0 Rechtsentwicklung
Rz. 1
Die Norm wurde durch das Gesetz zur Verbesserung der Handlungsfähigkeit der Selbstverwaltung der Spitzenorganisationen in der gesetzlichen Krankenversicherung sowie zur Stärkung der über sie geführten Aufsicht (GKV-Selbstverwaltungsstärkungsgesetz) v. 21.2.2017 (BGBl. I S. 265) mit Wirkung zum 1.3.2017 eingeführt. Eine Vorgängervorschrift existiert nicht.
1 Allgemeines
Rz. 2
Die Aufsichtsbehörde des Spitzenverband Bund der Krankenkassen (GKV-Spitzenverband) kann im Wege der Ersatzvornahme die Geschäfte des GKV-Spitzenverbandes selbst führen oder dafür einen Beauftragten bestellen. Dem Beauftragten können dabei die Befugnisse eines oder mehrerer Organe des Spitzenverbandes ganz oder teilweise übertragen werden. Der Eingriff ist möglich, solange und soweit die Wahlen des Verwaltungsrates und des Vorstands des Spitzenverbandes nicht zustande kommen, der Verwaltungsrat oder der Vorstand sich weigert, seine Geschäfte zu führen, oder der Verwaltungsrat oder der Vorstand die Funktionsfähigkeit des GKV-Spitzenverbandes gefährdet.

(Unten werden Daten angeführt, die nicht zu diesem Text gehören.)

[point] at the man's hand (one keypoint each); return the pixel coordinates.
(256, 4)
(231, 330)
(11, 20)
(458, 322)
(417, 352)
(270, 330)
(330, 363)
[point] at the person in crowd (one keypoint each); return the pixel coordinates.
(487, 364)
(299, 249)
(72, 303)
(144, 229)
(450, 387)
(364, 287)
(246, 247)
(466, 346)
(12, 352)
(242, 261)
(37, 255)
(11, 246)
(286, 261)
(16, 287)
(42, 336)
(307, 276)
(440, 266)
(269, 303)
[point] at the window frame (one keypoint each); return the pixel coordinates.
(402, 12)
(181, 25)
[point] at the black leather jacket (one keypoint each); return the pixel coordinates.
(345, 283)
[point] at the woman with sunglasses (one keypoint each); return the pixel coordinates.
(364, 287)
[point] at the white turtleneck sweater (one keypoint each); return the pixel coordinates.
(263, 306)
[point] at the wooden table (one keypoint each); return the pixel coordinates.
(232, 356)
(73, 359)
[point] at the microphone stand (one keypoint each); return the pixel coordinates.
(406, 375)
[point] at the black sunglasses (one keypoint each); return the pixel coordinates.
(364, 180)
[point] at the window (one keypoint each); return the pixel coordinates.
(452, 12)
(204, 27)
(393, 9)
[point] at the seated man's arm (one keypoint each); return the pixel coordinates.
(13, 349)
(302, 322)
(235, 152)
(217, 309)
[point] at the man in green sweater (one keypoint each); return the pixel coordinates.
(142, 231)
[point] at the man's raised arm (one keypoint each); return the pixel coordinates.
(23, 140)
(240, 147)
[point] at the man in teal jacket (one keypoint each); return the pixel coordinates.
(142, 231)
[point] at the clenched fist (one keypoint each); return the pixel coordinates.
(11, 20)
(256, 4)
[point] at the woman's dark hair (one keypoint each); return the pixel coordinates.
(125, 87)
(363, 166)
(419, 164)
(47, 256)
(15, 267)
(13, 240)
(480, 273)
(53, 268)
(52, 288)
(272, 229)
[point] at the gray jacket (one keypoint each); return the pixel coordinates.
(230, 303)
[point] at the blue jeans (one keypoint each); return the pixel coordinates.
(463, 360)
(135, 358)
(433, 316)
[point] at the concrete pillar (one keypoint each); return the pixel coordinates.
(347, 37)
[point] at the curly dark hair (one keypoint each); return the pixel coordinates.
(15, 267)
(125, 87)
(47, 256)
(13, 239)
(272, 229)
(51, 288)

Aufsichtsbehörde ist das Bundesministerium für Gesundheit (§ 217d Abs. 1 Satz 1). Nimmt der GKV-Spitzenverband seine Aufgaben nach § 217f Abs. 3 wahr, untersteht er der Aufsicht des Bundesministeriums für Arbeit und Soziales. Die Aufsicht in der Funktion als Verbindungsstelle nach § 219a wird vom Bundesministerium für Gesundheit im Einvernehmen mit dem Bundesministerium für Arbeit und Soziales ausgeübt (§ 217d Abs. 1 Satz 2).
2 Rechtspraxis
2.1 Ersatzvornahme (Abs. 1)
Rz. 3
Die Aufsichtsbehörde kann die Geschäfte des GKV-Spitzenverbandes selbst führen (Satz 1 Alt. 1) oder einen Beauftragten bestellen und ihm ganz oder teilweise die Befugnisse eines oder mehrerer Organe des Spitzenverbandes übertragen (Satz 1 Alt. 2). Über die Ersatzvornahme hat die Aufsichtsbehörde eine Ermessensentscheidung zu treffen. Die Aufsichtsbehörde oder der Beauftragte kann auch zugleich für den Verwaltungsrat und den Vorstand tätig werden, insbesondere wenn schwerwiegende Rechtsverletzungen beider Organe zu beseitigen sind (BT-Drs. 18/10605).
Rz. 4
Die Geschäfte des Verwaltungsrats ergeben sich aus der Vertretung des GKV-Spitzenverbandes gegenüber dem Vorstand auf der Grundlage wirksamer Beschlüsse des Organs (z. B. Geltendmachung eines Schadenersatzanspruchs gegen ein Vorstandsmitglied aufgrund positiver Vertragsverletzung). Die Geschäfte des Vorstands ergeben sich aus der Verwaltung des GKV-Spitzenverbandes und seiner Vertretung im Außenverhältnis aufgrund von Vorstandsbeschlüssen.
Rz. 5
Die Aufsichtsbehörde kann einen Beauftragten bestellen und ihm ganz oder teilweise die Befugnisse eines oder mehrerer Organe des GKV-Spitzenverbandes übertragen. Der Beauftragte hat die Aufgabe, die für das Verwaltungshandeln erforderliche Beschlusslage herzustellen. Der Beauftragte ist verpflichtet, die Weisungen der Aufsichtsbehörde zu beachten, muss aber zugleich die Interessen des GKV-Spitzenverbandes bei seinen Handlungen wahren (BT-Drs. 18/10605). Die Tätigkeit des Beauftragten endet, wenn der gesetzwidrige Zustand beseitigt bzw. der ordnungsgemäße Gang der Verwaltungsgeschäfte sichergestellt ist.
Rz. 6
Die Aufsichtsbehörde kann tätig werden,
- solange und soweit die Wahl des Verwaltungsrates und des Vorstands des GKV-Spitzenverbandes nicht zustande kommt oder
- der Verwaltungsrat oder der Vorstand sich weigert, seine Geschäfte zu führen.
Rz. 7
Die Aufsichtsbehörde kann auch tätig werden, wenn der Verwaltungsrat oder der Vorstand die Funktionsfähigkeit der Körperschaft gefährdet (Satz 2). Das ist insbesondere der Fall, wenn er
- die Körperschaft nicht mehr im Einklang mit den Gesetzen oder mit der Satzung verwaltet,
- die Auflösung des GKV-Spitzenverbandes betreibt oder
- das Vermögen gefährdende Entscheidungen beabsichtigt oder trifft.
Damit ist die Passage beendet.